Building an EMRS is a long-term investment, requiring the creation of new legislation, new regulatory bodies and perhaps a new National Information Utility (NIU). In our road map to a healthy India, we envision this NIU to take the form of a National Health Information Network (NHIN), a common platform to bring all players in the health ecosystem under one digital umbrella, paving the way for the creation of a paperless national health network. Given the proliferation of health-linked smartphone apps and wearable diagnostic devices, the NHIN should function as a resource to promote further innovation in these fields by acting as the central repository for all health data in the country.
As all government hospitals and primary healthcare centres come online, the government will be the first driver of t he NHIN, while other players can enter the system over time—an asynchronous design that allows the NHIN to be launched rapidly without having to spend an interminable amount of time ensuring that every single participant is enrolled prior to the launch. In the same way that Aadhaar-linked bank accounts can be used to disburse government payments, the Aadhaar-linked NHIN can be used by the government for health-related payments to individuals, such as benefits through the Janani Suraksha Yojana or incentives for ASHA workers.
Eventually, we expect the payment horizon to encompass the private sector as well; for example, insurance companies that need to pay health service providers under the terms of an insurance policy can use the NHIN to do so. Skilled professionals who understand both medicine and technology will be key in the implementation and rollout of such a system. The ministry of health can create a new department to house a dedicated team with the mandate to build the NHIN ecosystem.
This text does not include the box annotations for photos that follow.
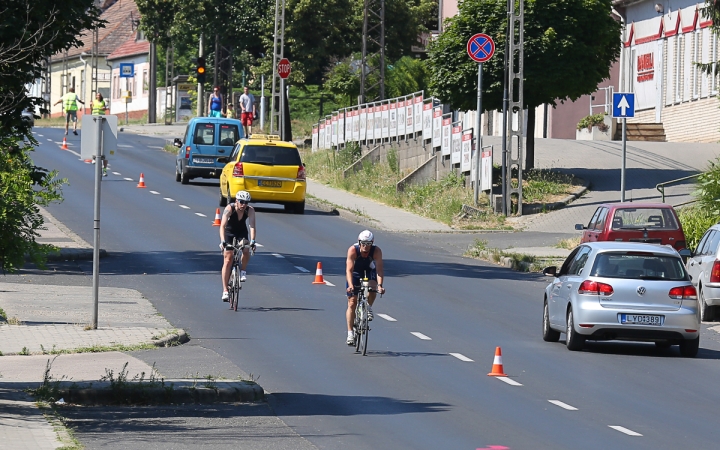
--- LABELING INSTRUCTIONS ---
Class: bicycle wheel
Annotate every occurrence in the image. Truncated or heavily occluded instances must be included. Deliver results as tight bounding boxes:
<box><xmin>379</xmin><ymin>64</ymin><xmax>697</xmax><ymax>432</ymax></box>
<box><xmin>233</xmin><ymin>268</ymin><xmax>242</xmax><ymax>311</ymax></box>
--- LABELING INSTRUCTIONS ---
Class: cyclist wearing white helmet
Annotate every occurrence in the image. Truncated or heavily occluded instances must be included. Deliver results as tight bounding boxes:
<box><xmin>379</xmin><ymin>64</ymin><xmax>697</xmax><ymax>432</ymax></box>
<box><xmin>220</xmin><ymin>191</ymin><xmax>255</xmax><ymax>302</ymax></box>
<box><xmin>345</xmin><ymin>230</ymin><xmax>385</xmax><ymax>345</ymax></box>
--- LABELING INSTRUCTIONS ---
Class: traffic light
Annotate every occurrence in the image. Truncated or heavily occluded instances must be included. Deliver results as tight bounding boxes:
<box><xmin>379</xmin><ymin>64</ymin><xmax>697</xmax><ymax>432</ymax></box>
<box><xmin>195</xmin><ymin>56</ymin><xmax>207</xmax><ymax>84</ymax></box>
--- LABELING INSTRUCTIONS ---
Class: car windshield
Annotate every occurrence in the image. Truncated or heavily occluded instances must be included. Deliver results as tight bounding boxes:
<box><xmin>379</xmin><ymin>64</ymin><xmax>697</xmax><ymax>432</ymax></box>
<box><xmin>240</xmin><ymin>145</ymin><xmax>302</xmax><ymax>166</ymax></box>
<box><xmin>590</xmin><ymin>252</ymin><xmax>687</xmax><ymax>281</ymax></box>
<box><xmin>612</xmin><ymin>208</ymin><xmax>679</xmax><ymax>230</ymax></box>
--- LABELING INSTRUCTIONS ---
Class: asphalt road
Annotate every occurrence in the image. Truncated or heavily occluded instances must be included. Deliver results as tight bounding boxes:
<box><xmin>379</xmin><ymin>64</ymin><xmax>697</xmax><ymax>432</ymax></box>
<box><xmin>18</xmin><ymin>129</ymin><xmax>720</xmax><ymax>449</ymax></box>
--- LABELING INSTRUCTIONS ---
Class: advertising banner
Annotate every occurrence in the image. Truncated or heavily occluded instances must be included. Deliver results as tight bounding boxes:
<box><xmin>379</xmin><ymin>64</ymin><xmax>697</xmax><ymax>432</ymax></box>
<box><xmin>413</xmin><ymin>94</ymin><xmax>423</xmax><ymax>133</ymax></box>
<box><xmin>432</xmin><ymin>105</ymin><xmax>445</xmax><ymax>148</ymax></box>
<box><xmin>441</xmin><ymin>113</ymin><xmax>452</xmax><ymax>156</ymax></box>
<box><xmin>450</xmin><ymin>121</ymin><xmax>462</xmax><ymax>164</ymax></box>
<box><xmin>423</xmin><ymin>99</ymin><xmax>432</xmax><ymax>139</ymax></box>
<box><xmin>460</xmin><ymin>128</ymin><xmax>473</xmax><ymax>172</ymax></box>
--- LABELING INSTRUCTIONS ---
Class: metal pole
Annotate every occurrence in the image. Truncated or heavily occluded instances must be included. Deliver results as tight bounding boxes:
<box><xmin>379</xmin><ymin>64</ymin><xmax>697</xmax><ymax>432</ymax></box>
<box><xmin>620</xmin><ymin>117</ymin><xmax>627</xmax><ymax>202</ymax></box>
<box><xmin>475</xmin><ymin>63</ymin><xmax>482</xmax><ymax>206</ymax></box>
<box><xmin>92</xmin><ymin>116</ymin><xmax>105</xmax><ymax>330</ymax></box>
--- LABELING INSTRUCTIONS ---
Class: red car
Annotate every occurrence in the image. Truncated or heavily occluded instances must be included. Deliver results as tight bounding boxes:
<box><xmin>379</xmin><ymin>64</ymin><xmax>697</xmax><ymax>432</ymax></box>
<box><xmin>575</xmin><ymin>203</ymin><xmax>685</xmax><ymax>251</ymax></box>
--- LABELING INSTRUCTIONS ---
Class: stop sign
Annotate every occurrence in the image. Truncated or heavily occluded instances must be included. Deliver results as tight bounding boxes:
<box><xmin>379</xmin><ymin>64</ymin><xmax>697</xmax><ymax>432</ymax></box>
<box><xmin>278</xmin><ymin>58</ymin><xmax>290</xmax><ymax>79</ymax></box>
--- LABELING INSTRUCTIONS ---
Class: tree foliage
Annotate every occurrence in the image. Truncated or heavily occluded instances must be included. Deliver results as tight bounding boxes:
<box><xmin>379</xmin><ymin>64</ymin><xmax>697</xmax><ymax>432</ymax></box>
<box><xmin>429</xmin><ymin>0</ymin><xmax>621</xmax><ymax>168</ymax></box>
<box><xmin>0</xmin><ymin>0</ymin><xmax>102</xmax><ymax>272</ymax></box>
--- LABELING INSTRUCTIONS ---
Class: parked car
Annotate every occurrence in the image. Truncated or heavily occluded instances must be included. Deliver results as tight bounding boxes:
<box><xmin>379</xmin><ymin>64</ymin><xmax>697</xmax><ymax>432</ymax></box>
<box><xmin>575</xmin><ymin>203</ymin><xmax>686</xmax><ymax>250</ymax></box>
<box><xmin>543</xmin><ymin>242</ymin><xmax>700</xmax><ymax>357</ymax></box>
<box><xmin>218</xmin><ymin>134</ymin><xmax>306</xmax><ymax>214</ymax></box>
<box><xmin>174</xmin><ymin>117</ymin><xmax>245</xmax><ymax>184</ymax></box>
<box><xmin>686</xmin><ymin>224</ymin><xmax>720</xmax><ymax>321</ymax></box>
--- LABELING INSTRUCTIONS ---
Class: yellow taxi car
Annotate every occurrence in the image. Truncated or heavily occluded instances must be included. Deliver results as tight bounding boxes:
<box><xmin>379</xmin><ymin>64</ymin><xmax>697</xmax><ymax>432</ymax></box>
<box><xmin>218</xmin><ymin>134</ymin><xmax>306</xmax><ymax>214</ymax></box>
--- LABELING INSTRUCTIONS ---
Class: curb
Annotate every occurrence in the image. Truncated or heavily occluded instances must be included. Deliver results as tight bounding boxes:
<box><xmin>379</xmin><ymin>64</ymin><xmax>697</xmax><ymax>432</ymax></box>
<box><xmin>523</xmin><ymin>180</ymin><xmax>590</xmax><ymax>215</ymax></box>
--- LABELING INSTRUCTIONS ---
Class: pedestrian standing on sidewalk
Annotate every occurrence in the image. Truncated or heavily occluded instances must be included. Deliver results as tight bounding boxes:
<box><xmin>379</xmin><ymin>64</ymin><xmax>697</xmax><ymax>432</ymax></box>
<box><xmin>91</xmin><ymin>92</ymin><xmax>108</xmax><ymax>177</ymax></box>
<box><xmin>208</xmin><ymin>86</ymin><xmax>223</xmax><ymax>117</ymax></box>
<box><xmin>53</xmin><ymin>88</ymin><xmax>85</xmax><ymax>136</ymax></box>
<box><xmin>240</xmin><ymin>86</ymin><xmax>256</xmax><ymax>137</ymax></box>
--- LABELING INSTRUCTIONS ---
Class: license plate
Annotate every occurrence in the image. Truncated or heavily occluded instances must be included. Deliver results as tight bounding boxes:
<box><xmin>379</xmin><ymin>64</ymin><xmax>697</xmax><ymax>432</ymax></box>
<box><xmin>620</xmin><ymin>314</ymin><xmax>664</xmax><ymax>325</ymax></box>
<box><xmin>258</xmin><ymin>180</ymin><xmax>282</xmax><ymax>187</ymax></box>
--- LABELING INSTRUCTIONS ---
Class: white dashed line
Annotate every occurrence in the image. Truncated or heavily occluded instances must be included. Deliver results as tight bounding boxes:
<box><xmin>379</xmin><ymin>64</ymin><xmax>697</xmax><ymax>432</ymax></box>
<box><xmin>548</xmin><ymin>400</ymin><xmax>577</xmax><ymax>411</ymax></box>
<box><xmin>495</xmin><ymin>377</ymin><xmax>522</xmax><ymax>386</ymax></box>
<box><xmin>450</xmin><ymin>353</ymin><xmax>473</xmax><ymax>362</ymax></box>
<box><xmin>410</xmin><ymin>331</ymin><xmax>432</xmax><ymax>341</ymax></box>
<box><xmin>608</xmin><ymin>425</ymin><xmax>642</xmax><ymax>436</ymax></box>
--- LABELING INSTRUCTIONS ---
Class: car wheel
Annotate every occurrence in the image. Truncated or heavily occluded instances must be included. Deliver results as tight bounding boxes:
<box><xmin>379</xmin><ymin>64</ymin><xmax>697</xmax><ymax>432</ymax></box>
<box><xmin>680</xmin><ymin>336</ymin><xmax>700</xmax><ymax>358</ymax></box>
<box><xmin>698</xmin><ymin>285</ymin><xmax>715</xmax><ymax>322</ymax></box>
<box><xmin>543</xmin><ymin>300</ymin><xmax>560</xmax><ymax>342</ymax></box>
<box><xmin>565</xmin><ymin>308</ymin><xmax>585</xmax><ymax>351</ymax></box>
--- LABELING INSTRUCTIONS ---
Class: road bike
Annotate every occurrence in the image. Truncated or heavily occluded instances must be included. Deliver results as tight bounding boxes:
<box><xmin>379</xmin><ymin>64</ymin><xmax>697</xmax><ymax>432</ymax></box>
<box><xmin>225</xmin><ymin>238</ymin><xmax>255</xmax><ymax>311</ymax></box>
<box><xmin>353</xmin><ymin>278</ymin><xmax>377</xmax><ymax>356</ymax></box>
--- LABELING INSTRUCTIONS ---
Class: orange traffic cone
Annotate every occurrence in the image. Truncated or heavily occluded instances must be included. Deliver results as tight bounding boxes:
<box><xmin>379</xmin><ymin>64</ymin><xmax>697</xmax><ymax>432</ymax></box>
<box><xmin>488</xmin><ymin>347</ymin><xmax>507</xmax><ymax>377</ymax></box>
<box><xmin>313</xmin><ymin>262</ymin><xmax>325</xmax><ymax>284</ymax></box>
<box><xmin>213</xmin><ymin>208</ymin><xmax>220</xmax><ymax>227</ymax></box>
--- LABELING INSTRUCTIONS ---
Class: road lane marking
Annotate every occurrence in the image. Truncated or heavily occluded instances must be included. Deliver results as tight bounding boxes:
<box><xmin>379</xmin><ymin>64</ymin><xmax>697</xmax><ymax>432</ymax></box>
<box><xmin>450</xmin><ymin>353</ymin><xmax>474</xmax><ymax>362</ymax></box>
<box><xmin>495</xmin><ymin>377</ymin><xmax>522</xmax><ymax>386</ymax></box>
<box><xmin>548</xmin><ymin>400</ymin><xmax>577</xmax><ymax>411</ymax></box>
<box><xmin>608</xmin><ymin>425</ymin><xmax>642</xmax><ymax>436</ymax></box>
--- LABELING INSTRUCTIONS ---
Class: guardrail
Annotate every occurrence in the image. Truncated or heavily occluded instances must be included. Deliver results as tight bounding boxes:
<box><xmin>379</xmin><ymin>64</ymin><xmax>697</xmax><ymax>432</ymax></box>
<box><xmin>655</xmin><ymin>173</ymin><xmax>702</xmax><ymax>206</ymax></box>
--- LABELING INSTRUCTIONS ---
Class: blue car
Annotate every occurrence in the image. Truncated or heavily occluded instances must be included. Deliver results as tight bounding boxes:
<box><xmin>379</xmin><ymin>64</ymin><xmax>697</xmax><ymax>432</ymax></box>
<box><xmin>174</xmin><ymin>117</ymin><xmax>245</xmax><ymax>184</ymax></box>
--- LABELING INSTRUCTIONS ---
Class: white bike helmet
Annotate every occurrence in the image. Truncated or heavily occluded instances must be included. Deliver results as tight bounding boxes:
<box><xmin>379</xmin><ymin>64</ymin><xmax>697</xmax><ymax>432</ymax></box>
<box><xmin>235</xmin><ymin>191</ymin><xmax>250</xmax><ymax>202</ymax></box>
<box><xmin>358</xmin><ymin>230</ymin><xmax>375</xmax><ymax>242</ymax></box>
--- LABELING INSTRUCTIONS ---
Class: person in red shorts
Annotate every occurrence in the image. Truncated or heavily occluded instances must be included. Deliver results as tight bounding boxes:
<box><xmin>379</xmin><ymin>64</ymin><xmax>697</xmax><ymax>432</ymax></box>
<box><xmin>240</xmin><ymin>86</ymin><xmax>257</xmax><ymax>136</ymax></box>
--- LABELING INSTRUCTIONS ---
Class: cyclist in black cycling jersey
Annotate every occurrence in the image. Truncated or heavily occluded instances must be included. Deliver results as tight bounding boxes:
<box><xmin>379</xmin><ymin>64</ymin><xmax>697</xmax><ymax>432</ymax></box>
<box><xmin>220</xmin><ymin>191</ymin><xmax>255</xmax><ymax>302</ymax></box>
<box><xmin>345</xmin><ymin>230</ymin><xmax>385</xmax><ymax>345</ymax></box>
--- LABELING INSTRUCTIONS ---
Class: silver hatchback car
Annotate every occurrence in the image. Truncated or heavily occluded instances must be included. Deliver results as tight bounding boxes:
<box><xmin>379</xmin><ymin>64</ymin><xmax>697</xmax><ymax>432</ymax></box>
<box><xmin>543</xmin><ymin>242</ymin><xmax>700</xmax><ymax>357</ymax></box>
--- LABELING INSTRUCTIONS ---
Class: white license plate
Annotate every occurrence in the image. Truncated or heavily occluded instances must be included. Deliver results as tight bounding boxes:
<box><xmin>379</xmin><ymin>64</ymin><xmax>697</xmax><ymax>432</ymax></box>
<box><xmin>258</xmin><ymin>180</ymin><xmax>282</xmax><ymax>187</ymax></box>
<box><xmin>620</xmin><ymin>314</ymin><xmax>664</xmax><ymax>325</ymax></box>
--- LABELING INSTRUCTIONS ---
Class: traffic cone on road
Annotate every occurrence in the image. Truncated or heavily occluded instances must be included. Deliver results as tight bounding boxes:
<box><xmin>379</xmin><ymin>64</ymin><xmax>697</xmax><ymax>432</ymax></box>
<box><xmin>213</xmin><ymin>208</ymin><xmax>220</xmax><ymax>227</ymax></box>
<box><xmin>488</xmin><ymin>347</ymin><xmax>507</xmax><ymax>377</ymax></box>
<box><xmin>313</xmin><ymin>262</ymin><xmax>325</xmax><ymax>284</ymax></box>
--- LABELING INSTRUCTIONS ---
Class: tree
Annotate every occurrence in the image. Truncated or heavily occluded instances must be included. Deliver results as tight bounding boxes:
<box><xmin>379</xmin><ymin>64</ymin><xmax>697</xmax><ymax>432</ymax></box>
<box><xmin>429</xmin><ymin>0</ymin><xmax>621</xmax><ymax>169</ymax></box>
<box><xmin>0</xmin><ymin>0</ymin><xmax>102</xmax><ymax>273</ymax></box>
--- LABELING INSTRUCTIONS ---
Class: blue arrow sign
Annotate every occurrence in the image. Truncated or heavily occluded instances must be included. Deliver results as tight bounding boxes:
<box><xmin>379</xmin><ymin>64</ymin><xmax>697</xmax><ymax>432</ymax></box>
<box><xmin>613</xmin><ymin>92</ymin><xmax>635</xmax><ymax>118</ymax></box>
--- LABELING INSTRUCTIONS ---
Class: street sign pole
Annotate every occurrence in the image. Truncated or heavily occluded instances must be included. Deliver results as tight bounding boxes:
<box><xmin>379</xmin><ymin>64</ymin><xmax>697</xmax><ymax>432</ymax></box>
<box><xmin>620</xmin><ymin>117</ymin><xmax>627</xmax><ymax>202</ymax></box>
<box><xmin>475</xmin><ymin>63</ymin><xmax>484</xmax><ymax>206</ymax></box>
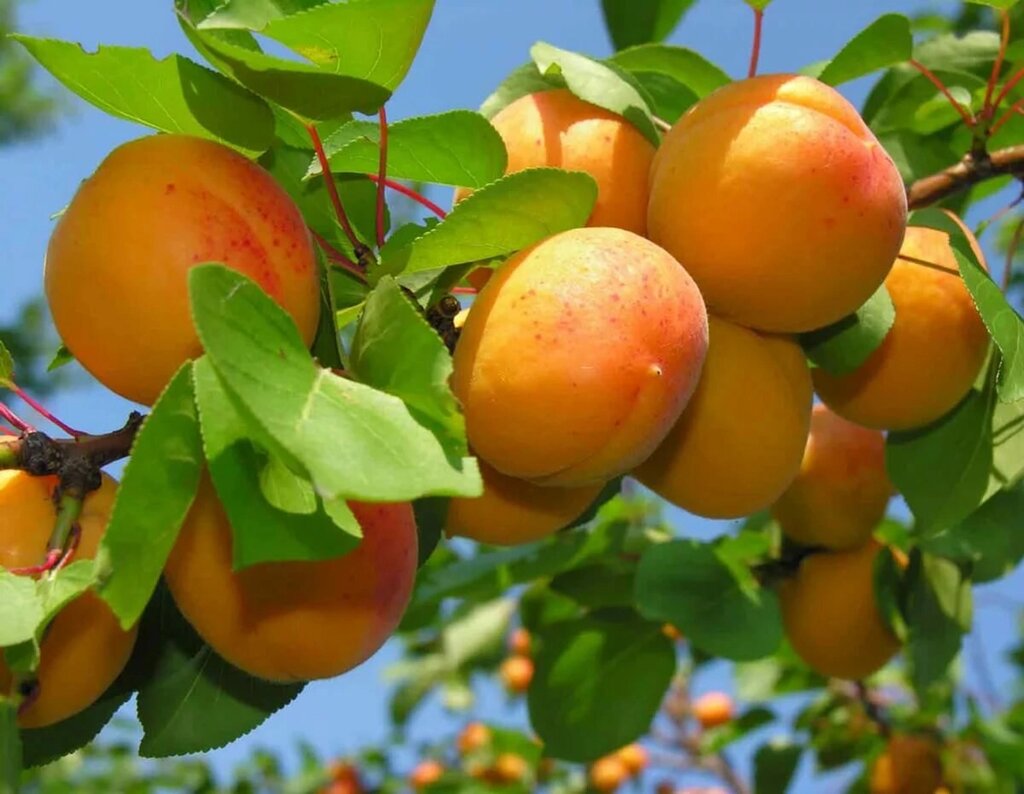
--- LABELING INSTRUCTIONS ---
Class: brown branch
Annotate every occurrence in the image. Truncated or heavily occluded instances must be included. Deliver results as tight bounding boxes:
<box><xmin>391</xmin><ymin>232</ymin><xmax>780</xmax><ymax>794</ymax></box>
<box><xmin>907</xmin><ymin>145</ymin><xmax>1024</xmax><ymax>210</ymax></box>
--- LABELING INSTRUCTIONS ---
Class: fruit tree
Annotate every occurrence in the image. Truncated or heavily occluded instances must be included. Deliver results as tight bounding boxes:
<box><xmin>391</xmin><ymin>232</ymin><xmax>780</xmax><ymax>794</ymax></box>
<box><xmin>0</xmin><ymin>0</ymin><xmax>1024</xmax><ymax>794</ymax></box>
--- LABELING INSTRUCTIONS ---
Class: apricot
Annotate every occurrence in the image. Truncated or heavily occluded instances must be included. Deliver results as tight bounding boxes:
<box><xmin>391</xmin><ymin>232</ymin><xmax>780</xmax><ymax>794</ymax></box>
<box><xmin>693</xmin><ymin>692</ymin><xmax>735</xmax><ymax>730</ymax></box>
<box><xmin>452</xmin><ymin>223</ymin><xmax>708</xmax><ymax>488</ymax></box>
<box><xmin>779</xmin><ymin>539</ymin><xmax>899</xmax><ymax>679</ymax></box>
<box><xmin>771</xmin><ymin>405</ymin><xmax>893</xmax><ymax>550</ymax></box>
<box><xmin>633</xmin><ymin>316</ymin><xmax>813</xmax><ymax>518</ymax></box>
<box><xmin>0</xmin><ymin>470</ymin><xmax>136</xmax><ymax>727</ymax></box>
<box><xmin>498</xmin><ymin>656</ymin><xmax>534</xmax><ymax>695</ymax></box>
<box><xmin>45</xmin><ymin>135</ymin><xmax>319</xmax><ymax>405</ymax></box>
<box><xmin>587</xmin><ymin>755</ymin><xmax>630</xmax><ymax>792</ymax></box>
<box><xmin>455</xmin><ymin>88</ymin><xmax>654</xmax><ymax>235</ymax></box>
<box><xmin>814</xmin><ymin>226</ymin><xmax>988</xmax><ymax>430</ymax></box>
<box><xmin>647</xmin><ymin>75</ymin><xmax>906</xmax><ymax>332</ymax></box>
<box><xmin>446</xmin><ymin>460</ymin><xmax>604</xmax><ymax>546</ymax></box>
<box><xmin>868</xmin><ymin>735</ymin><xmax>942</xmax><ymax>794</ymax></box>
<box><xmin>164</xmin><ymin>474</ymin><xmax>417</xmax><ymax>681</ymax></box>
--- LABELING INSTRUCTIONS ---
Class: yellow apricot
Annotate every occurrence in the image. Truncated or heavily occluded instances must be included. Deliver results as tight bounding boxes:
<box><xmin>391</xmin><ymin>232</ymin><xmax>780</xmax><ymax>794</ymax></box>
<box><xmin>164</xmin><ymin>474</ymin><xmax>417</xmax><ymax>681</ymax></box>
<box><xmin>647</xmin><ymin>75</ymin><xmax>906</xmax><ymax>332</ymax></box>
<box><xmin>0</xmin><ymin>471</ymin><xmax>136</xmax><ymax>727</ymax></box>
<box><xmin>779</xmin><ymin>540</ymin><xmax>899</xmax><ymax>679</ymax></box>
<box><xmin>452</xmin><ymin>228</ymin><xmax>708</xmax><ymax>488</ymax></box>
<box><xmin>455</xmin><ymin>88</ymin><xmax>654</xmax><ymax>235</ymax></box>
<box><xmin>446</xmin><ymin>460</ymin><xmax>603</xmax><ymax>546</ymax></box>
<box><xmin>814</xmin><ymin>226</ymin><xmax>988</xmax><ymax>430</ymax></box>
<box><xmin>868</xmin><ymin>735</ymin><xmax>942</xmax><ymax>794</ymax></box>
<box><xmin>634</xmin><ymin>316</ymin><xmax>812</xmax><ymax>518</ymax></box>
<box><xmin>45</xmin><ymin>135</ymin><xmax>319</xmax><ymax>405</ymax></box>
<box><xmin>771</xmin><ymin>405</ymin><xmax>893</xmax><ymax>550</ymax></box>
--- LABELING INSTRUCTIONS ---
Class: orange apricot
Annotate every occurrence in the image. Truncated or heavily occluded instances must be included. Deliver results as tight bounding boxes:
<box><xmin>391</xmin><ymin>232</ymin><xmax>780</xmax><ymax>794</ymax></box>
<box><xmin>498</xmin><ymin>656</ymin><xmax>534</xmax><ymax>695</ymax></box>
<box><xmin>693</xmin><ymin>692</ymin><xmax>735</xmax><ymax>730</ymax></box>
<box><xmin>633</xmin><ymin>316</ymin><xmax>813</xmax><ymax>518</ymax></box>
<box><xmin>164</xmin><ymin>474</ymin><xmax>417</xmax><ymax>681</ymax></box>
<box><xmin>771</xmin><ymin>405</ymin><xmax>893</xmax><ymax>550</ymax></box>
<box><xmin>0</xmin><ymin>470</ymin><xmax>137</xmax><ymax>727</ymax></box>
<box><xmin>455</xmin><ymin>88</ymin><xmax>654</xmax><ymax>235</ymax></box>
<box><xmin>452</xmin><ymin>223</ymin><xmax>708</xmax><ymax>488</ymax></box>
<box><xmin>779</xmin><ymin>540</ymin><xmax>899</xmax><ymax>679</ymax></box>
<box><xmin>446</xmin><ymin>460</ymin><xmax>604</xmax><ymax>546</ymax></box>
<box><xmin>45</xmin><ymin>135</ymin><xmax>319</xmax><ymax>405</ymax></box>
<box><xmin>814</xmin><ymin>226</ymin><xmax>988</xmax><ymax>430</ymax></box>
<box><xmin>868</xmin><ymin>735</ymin><xmax>942</xmax><ymax>794</ymax></box>
<box><xmin>647</xmin><ymin>75</ymin><xmax>906</xmax><ymax>333</ymax></box>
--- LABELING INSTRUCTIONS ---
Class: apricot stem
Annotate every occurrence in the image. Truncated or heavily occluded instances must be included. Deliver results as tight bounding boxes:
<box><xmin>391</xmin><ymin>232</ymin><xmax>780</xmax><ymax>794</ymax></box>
<box><xmin>746</xmin><ymin>8</ymin><xmax>765</xmax><ymax>77</ymax></box>
<box><xmin>909</xmin><ymin>58</ymin><xmax>975</xmax><ymax>128</ymax></box>
<box><xmin>1002</xmin><ymin>218</ymin><xmax>1024</xmax><ymax>292</ymax></box>
<box><xmin>309</xmin><ymin>229</ymin><xmax>367</xmax><ymax>282</ymax></box>
<box><xmin>367</xmin><ymin>174</ymin><xmax>447</xmax><ymax>220</ymax></box>
<box><xmin>0</xmin><ymin>403</ymin><xmax>36</xmax><ymax>432</ymax></box>
<box><xmin>306</xmin><ymin>124</ymin><xmax>367</xmax><ymax>260</ymax></box>
<box><xmin>7</xmin><ymin>381</ymin><xmax>85</xmax><ymax>438</ymax></box>
<box><xmin>377</xmin><ymin>105</ymin><xmax>387</xmax><ymax>250</ymax></box>
<box><xmin>981</xmin><ymin>11</ymin><xmax>1010</xmax><ymax>119</ymax></box>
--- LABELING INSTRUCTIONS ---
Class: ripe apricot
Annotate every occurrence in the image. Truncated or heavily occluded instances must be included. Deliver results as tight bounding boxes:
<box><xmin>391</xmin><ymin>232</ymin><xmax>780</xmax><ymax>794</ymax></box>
<box><xmin>0</xmin><ymin>471</ymin><xmax>136</xmax><ymax>727</ymax></box>
<box><xmin>409</xmin><ymin>758</ymin><xmax>444</xmax><ymax>791</ymax></box>
<box><xmin>45</xmin><ymin>135</ymin><xmax>319</xmax><ymax>405</ymax></box>
<box><xmin>634</xmin><ymin>316</ymin><xmax>813</xmax><ymax>518</ymax></box>
<box><xmin>588</xmin><ymin>755</ymin><xmax>630</xmax><ymax>792</ymax></box>
<box><xmin>814</xmin><ymin>226</ymin><xmax>988</xmax><ymax>430</ymax></box>
<box><xmin>771</xmin><ymin>405</ymin><xmax>893</xmax><ymax>550</ymax></box>
<box><xmin>779</xmin><ymin>539</ymin><xmax>899</xmax><ymax>679</ymax></box>
<box><xmin>868</xmin><ymin>735</ymin><xmax>942</xmax><ymax>794</ymax></box>
<box><xmin>164</xmin><ymin>474</ymin><xmax>417</xmax><ymax>681</ymax></box>
<box><xmin>647</xmin><ymin>75</ymin><xmax>906</xmax><ymax>332</ymax></box>
<box><xmin>446</xmin><ymin>460</ymin><xmax>604</xmax><ymax>546</ymax></box>
<box><xmin>455</xmin><ymin>722</ymin><xmax>490</xmax><ymax>755</ymax></box>
<box><xmin>693</xmin><ymin>692</ymin><xmax>735</xmax><ymax>730</ymax></box>
<box><xmin>452</xmin><ymin>223</ymin><xmax>708</xmax><ymax>488</ymax></box>
<box><xmin>498</xmin><ymin>656</ymin><xmax>534</xmax><ymax>695</ymax></box>
<box><xmin>455</xmin><ymin>88</ymin><xmax>654</xmax><ymax>235</ymax></box>
<box><xmin>615</xmin><ymin>742</ymin><xmax>650</xmax><ymax>777</ymax></box>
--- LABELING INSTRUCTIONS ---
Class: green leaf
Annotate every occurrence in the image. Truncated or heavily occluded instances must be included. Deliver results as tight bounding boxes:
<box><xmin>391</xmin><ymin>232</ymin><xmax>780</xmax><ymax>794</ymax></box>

We as a nation can no longer afford to be blasé about short-sighted policies, lopsided development and inadequate funding when it comes to healthcare. With public facilities in a shambles and private facilities unaffordable to the poor, simultaneously afflicted with diseases of
poverty and diseases of affluence, our economy is being insidiously weakened by a workforce that is growing sicker. Piecemeal solutions will no longer work, and we must harness the ability of technology to give us the big-picture view essential to solving our most pressing health crises.